Setup Example

To create a parser using Lezer you will need to have Node installed. You'll use npm to install the Lezer packages.

Create a minimal package.json file like this in your project directory.

{
  "name": "my-parser-name",
  "version": "0.1.0",
  "type": "module",
  "devDependencies": {
    "@lezer/generator": "^1.0.0"
  },
  "dependencies": {
    "@lezer/lr": "^1.0.0"
  },
  "scripts": {
    "prepare": "lezer-generator src/my.grammar -o src/parser.js"
  }
}

And run npm install to install the dependencies. @lezer/generator provides the lezer-generator command-line tool that is used in the prepare script to build the parser tables. @lezer/lr is the run-time parser library that will be used by the generated script file.

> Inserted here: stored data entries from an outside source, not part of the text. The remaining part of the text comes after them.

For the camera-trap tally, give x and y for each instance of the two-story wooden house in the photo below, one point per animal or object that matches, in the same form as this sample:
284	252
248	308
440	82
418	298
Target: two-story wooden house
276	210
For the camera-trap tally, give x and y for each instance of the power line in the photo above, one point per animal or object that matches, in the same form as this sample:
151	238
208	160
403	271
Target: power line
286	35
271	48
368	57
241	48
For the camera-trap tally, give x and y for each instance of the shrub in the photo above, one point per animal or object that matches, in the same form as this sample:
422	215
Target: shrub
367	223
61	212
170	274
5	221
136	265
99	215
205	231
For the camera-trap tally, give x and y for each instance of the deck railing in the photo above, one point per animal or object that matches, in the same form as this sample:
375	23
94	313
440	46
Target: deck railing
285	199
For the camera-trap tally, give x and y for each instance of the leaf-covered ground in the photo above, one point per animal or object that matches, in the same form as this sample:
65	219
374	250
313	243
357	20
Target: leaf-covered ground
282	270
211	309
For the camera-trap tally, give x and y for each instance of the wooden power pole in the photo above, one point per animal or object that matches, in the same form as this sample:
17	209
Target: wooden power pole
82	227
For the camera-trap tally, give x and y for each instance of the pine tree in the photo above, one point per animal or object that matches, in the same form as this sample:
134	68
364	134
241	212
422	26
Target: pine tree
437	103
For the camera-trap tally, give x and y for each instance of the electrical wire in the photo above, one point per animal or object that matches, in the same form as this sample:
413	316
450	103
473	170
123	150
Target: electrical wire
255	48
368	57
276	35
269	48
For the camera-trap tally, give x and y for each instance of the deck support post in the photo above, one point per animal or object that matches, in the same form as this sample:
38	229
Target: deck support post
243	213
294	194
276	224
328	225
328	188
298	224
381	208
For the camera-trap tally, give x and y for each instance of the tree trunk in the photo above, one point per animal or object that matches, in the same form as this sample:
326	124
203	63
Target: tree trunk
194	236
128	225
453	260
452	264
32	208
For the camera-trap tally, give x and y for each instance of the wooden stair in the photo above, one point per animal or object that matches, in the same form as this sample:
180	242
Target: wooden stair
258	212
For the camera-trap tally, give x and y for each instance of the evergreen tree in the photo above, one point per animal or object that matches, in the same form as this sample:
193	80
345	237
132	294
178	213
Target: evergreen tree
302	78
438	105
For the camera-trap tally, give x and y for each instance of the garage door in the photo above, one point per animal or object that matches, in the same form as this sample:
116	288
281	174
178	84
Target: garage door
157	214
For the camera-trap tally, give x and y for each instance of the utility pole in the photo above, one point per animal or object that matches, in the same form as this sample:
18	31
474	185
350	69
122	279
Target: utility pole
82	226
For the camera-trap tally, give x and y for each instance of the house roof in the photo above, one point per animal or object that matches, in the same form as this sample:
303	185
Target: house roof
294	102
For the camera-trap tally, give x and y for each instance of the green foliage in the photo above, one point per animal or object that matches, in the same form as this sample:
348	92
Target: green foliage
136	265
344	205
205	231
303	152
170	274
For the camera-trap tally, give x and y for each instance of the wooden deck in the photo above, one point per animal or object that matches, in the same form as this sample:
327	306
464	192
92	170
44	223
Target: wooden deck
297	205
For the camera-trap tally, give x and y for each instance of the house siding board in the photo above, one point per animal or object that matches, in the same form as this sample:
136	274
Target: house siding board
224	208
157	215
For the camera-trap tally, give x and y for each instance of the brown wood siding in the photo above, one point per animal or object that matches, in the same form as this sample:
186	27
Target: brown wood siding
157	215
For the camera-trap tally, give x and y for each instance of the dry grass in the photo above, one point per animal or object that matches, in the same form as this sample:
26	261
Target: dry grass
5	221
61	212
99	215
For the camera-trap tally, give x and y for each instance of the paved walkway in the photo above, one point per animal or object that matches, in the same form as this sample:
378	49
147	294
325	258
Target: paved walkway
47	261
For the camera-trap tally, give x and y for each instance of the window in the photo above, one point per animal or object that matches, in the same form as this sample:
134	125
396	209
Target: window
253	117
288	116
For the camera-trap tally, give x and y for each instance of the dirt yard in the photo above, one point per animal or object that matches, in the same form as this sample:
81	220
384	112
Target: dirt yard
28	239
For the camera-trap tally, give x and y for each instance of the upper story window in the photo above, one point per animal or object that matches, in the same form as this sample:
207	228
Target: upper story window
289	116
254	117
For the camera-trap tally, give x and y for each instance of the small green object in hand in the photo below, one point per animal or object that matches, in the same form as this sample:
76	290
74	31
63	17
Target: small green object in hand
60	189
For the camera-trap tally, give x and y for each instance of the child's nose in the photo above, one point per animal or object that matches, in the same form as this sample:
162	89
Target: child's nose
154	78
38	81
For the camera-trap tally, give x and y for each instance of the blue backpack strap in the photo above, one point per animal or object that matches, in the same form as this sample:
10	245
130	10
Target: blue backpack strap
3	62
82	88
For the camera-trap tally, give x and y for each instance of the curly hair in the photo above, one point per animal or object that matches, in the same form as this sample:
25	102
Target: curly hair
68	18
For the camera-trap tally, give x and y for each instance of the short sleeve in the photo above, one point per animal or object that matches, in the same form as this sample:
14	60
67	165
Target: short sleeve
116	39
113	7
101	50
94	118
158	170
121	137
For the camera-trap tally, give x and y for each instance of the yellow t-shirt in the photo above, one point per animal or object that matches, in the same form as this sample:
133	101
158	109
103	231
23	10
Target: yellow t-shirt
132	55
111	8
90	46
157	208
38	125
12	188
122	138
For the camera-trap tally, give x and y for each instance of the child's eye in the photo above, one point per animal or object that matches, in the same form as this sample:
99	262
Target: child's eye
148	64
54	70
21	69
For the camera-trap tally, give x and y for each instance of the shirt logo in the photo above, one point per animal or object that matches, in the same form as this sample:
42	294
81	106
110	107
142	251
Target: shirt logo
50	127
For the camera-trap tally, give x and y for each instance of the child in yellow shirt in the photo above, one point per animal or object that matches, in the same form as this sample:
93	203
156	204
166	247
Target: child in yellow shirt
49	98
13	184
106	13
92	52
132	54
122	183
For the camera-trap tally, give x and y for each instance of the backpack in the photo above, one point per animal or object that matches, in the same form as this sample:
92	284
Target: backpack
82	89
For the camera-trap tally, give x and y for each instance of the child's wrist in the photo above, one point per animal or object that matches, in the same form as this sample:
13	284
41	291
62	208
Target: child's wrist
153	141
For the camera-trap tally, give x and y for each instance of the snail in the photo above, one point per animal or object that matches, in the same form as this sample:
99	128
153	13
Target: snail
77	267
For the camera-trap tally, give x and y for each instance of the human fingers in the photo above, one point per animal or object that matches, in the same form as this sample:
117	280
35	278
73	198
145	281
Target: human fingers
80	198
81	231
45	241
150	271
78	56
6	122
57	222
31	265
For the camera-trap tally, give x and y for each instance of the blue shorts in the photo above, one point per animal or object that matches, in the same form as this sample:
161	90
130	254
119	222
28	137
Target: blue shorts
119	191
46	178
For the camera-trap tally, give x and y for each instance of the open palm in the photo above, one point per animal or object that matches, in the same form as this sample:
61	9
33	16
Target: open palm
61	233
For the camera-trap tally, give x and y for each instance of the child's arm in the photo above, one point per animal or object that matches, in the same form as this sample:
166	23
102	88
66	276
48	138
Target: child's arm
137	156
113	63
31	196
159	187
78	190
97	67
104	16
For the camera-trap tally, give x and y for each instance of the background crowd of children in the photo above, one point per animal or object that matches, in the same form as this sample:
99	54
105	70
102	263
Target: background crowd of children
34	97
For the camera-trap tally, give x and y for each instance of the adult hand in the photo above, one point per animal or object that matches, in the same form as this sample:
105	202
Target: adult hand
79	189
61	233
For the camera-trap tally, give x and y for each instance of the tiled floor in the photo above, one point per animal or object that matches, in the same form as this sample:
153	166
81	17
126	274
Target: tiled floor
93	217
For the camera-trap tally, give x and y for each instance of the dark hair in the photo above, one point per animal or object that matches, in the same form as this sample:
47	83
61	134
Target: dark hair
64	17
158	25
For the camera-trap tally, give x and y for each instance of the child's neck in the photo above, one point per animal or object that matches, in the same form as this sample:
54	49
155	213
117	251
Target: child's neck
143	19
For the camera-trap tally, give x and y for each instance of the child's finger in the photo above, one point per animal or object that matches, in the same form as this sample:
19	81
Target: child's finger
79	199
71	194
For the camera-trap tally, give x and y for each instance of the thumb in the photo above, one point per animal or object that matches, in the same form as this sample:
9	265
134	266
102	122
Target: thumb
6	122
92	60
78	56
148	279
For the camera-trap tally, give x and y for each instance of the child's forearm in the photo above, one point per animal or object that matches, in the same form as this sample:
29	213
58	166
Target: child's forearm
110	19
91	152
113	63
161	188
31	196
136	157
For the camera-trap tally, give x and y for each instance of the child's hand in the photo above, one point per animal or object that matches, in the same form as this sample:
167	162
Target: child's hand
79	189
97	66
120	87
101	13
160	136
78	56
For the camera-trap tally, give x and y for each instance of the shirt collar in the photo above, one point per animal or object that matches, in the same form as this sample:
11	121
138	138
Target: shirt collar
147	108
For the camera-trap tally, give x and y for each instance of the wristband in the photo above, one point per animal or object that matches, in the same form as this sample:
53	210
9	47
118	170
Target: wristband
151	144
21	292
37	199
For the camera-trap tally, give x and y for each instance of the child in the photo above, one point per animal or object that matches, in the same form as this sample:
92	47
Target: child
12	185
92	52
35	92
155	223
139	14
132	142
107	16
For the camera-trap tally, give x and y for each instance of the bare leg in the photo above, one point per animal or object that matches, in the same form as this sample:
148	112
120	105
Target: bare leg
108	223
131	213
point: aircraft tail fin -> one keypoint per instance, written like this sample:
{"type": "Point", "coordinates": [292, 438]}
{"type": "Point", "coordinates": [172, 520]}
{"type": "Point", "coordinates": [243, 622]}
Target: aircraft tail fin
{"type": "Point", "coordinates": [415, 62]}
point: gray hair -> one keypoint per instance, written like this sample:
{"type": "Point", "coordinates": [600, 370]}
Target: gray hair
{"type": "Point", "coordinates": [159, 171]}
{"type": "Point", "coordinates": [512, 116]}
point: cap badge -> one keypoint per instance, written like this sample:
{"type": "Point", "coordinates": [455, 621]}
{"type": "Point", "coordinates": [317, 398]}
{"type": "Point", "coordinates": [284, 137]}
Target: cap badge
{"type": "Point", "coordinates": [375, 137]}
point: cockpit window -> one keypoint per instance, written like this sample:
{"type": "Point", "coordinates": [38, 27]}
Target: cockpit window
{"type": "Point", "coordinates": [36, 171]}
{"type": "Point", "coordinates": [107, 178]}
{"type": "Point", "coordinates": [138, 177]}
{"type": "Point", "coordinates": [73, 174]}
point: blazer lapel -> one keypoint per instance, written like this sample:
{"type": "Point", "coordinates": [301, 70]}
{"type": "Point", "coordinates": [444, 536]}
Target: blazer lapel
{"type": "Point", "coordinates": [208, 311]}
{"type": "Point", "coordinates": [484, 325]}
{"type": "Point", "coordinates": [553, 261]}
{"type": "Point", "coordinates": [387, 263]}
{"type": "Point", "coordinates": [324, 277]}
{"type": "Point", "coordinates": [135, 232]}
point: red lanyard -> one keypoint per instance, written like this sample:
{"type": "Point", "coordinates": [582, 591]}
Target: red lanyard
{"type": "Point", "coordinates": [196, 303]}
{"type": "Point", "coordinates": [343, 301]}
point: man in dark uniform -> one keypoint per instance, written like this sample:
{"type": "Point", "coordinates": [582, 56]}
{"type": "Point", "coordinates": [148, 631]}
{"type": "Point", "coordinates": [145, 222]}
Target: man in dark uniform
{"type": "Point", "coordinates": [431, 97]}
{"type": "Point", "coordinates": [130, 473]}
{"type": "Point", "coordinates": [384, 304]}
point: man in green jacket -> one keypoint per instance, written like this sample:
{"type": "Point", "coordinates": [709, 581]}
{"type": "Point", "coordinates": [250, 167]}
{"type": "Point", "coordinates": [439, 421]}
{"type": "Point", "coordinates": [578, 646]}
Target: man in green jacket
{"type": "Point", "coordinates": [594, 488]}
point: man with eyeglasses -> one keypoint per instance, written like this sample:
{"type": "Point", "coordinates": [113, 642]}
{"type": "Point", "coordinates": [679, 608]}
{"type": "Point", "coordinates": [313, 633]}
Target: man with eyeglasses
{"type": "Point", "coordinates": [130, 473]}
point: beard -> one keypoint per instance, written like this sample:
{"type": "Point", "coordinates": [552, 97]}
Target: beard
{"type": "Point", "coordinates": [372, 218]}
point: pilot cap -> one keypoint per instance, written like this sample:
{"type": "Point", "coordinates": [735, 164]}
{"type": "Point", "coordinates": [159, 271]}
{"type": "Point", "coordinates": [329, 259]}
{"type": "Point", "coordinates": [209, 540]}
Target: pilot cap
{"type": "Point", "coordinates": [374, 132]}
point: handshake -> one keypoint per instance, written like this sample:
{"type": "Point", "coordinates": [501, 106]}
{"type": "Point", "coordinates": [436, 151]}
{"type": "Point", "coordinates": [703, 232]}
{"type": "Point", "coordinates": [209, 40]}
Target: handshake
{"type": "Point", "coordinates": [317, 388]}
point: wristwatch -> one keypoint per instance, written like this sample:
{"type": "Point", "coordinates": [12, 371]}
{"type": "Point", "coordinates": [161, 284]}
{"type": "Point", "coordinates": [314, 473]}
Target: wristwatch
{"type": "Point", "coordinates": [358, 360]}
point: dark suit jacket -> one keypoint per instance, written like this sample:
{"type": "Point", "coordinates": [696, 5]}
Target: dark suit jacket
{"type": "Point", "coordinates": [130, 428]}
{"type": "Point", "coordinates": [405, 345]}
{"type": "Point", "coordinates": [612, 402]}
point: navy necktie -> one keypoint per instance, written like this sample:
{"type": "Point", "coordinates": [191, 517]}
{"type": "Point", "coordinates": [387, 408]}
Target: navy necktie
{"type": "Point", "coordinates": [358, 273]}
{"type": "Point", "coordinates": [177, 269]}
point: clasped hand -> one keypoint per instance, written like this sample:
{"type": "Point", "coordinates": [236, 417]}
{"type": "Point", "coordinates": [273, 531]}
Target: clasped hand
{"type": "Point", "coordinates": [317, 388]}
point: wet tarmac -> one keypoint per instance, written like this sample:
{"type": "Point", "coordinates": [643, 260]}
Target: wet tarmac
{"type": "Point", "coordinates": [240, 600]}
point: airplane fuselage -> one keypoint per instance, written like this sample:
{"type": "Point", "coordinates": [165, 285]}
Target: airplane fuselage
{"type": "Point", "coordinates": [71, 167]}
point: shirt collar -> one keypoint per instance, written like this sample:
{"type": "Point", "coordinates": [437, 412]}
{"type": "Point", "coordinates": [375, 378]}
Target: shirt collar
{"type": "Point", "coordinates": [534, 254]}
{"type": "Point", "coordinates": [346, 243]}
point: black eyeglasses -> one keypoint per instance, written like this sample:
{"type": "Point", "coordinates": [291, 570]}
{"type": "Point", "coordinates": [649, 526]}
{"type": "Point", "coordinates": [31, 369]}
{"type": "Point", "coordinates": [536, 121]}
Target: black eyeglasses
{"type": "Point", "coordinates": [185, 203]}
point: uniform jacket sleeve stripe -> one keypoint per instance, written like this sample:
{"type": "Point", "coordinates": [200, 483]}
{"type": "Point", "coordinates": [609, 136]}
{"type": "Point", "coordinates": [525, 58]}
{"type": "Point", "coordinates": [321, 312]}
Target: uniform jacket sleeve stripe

We'll put a trivial grammar in src/my.grammar, which just accepts a sequence of words, numbers, and quoted strings.

@top File { (Identifier | Number | String)+ }

@skip { space }

@tokens {
  space { @whitespace+ }
  Identifier { $[A-Za-z_]+ }
  Number { $[0-9]+ }
  String { '"' !["]* '"' }
}

Running npm run prepare will build the parser, leaving a file src/parser.js that can be imported to use its parser export.

import {parser} from "./src/parser.js"
console.log(parser.parse('one 2 "three"').toString())

External Code and Bundling

Most parsers will use an external tokenizer or a set of highlighting style tags defined in an external JavaScript file. The emitted parser script will import from those (or, if you use the --cjs option to lezer-generator, require them), and thus just work, but it is often convenient for a module to provide a single, bundled script.

For our example, let's add a single line to the grammar that referenced an external prop definition used for highlighting.

@external propSource highlighting from "./highlight.js"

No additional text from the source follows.